I have this idea that “Pretty Ballerina” is kind of timeless. Okay, maybe not but it feels like a close relation of a 21st Century Emo song. If it had never been recorded and released several decades ago but if someone current had recorded it in precisely this baroque way, would it fit right in or would your music cognoscenti go “the fuck?”

HE to Jett: “If this song was released today, would it fit in as a kind of EMO thing?”
Jett to HE: “It would be more indie pop-rock. Not really Emo by today’s standards.”
HE to Jett: “What is it missing Emo-wise?

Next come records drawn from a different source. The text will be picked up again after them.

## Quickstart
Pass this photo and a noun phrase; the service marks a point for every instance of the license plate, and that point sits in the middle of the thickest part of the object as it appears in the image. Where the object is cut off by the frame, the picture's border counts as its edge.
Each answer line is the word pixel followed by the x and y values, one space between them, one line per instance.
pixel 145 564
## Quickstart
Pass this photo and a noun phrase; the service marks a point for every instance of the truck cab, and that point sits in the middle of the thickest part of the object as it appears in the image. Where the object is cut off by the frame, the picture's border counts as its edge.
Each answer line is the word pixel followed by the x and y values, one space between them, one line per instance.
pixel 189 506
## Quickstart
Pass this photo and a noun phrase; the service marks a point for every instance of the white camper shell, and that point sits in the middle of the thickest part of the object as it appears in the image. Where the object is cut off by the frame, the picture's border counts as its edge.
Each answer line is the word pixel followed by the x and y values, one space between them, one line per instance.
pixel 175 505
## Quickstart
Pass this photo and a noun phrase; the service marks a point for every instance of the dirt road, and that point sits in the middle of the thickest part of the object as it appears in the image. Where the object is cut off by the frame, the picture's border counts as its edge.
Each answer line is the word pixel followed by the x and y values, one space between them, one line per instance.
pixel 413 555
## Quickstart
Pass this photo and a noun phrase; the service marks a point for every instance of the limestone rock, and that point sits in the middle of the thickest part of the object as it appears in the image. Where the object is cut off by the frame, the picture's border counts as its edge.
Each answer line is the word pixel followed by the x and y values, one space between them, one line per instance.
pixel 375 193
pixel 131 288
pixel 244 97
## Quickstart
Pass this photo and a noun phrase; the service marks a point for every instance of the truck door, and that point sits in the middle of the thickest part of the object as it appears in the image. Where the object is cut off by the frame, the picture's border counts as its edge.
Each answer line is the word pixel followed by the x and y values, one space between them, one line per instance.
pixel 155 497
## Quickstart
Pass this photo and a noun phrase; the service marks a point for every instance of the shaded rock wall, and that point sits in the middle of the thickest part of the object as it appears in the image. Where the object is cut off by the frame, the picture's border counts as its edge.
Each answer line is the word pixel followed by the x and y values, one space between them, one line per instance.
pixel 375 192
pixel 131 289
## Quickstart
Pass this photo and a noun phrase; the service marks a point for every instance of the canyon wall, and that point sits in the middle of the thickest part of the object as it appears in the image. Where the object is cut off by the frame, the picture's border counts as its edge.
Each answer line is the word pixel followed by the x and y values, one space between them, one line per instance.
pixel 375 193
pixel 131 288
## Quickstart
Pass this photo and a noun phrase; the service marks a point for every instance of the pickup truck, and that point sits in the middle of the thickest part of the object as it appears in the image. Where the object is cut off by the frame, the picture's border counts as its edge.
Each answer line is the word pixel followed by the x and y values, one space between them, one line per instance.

I thought EMO was defined by a kind of whiny feeling…a soft emotional core.”
Jett to HE: “Emo is just more over-the-top these days, lyrically and production-wise.”
HE to JettBallerina has strings, a falsetto singing voice, a feeling of longing.”
Jett to HE: “That’s fine but Emo is a subculture that’s completely detached from this.”
HE to Jett: “Detached from what? Good lyric writing?”
Jett to HE: “I’m not saying Pretty Ballerina is bad. It’s just not Emo. Today’s Emo is hyper-pop. You’d hate it.”

“Meet Marlon Brando”

From The New Yorker‘s Richard Brody: “During the New York press junket for the film Morituri, in 1965, its star, Marlon Brando, received a series of journalists for brief interviews at a table in the Hampshire House hotel and toyed with them gleefully and mercilessly.

“This 1966 documentary, by Albert and David Maysles, captures Brando’s transformation of the setup, through the sheer force of his personality, into a grandly ironic variety of performance art.

“Brando brazenly flirts with several female journalists, complimenting them on their appearance, and aggressively questions male interviewers about their looks, too (with particular attention to their fingernails and their clothing). Challenging the interviewers’ readiness to act as ‘hucksters,’ Brando mocks the blatantly promotional conversations with sly or flamboyant sarcasm and disarmingly sincere reflections.

“In a streetside interview, Brando speaks French with a French interviewer, and in response to a political question about the circumstances of black people in the United States, he beckons to a black woman who’s passing by and poses the question to her. The resulting portrait of Brando — sexual, intellectual, aggressive, vulnerable, seductive, rebellious — shows him creating a greater character than any ever written for him: himself.”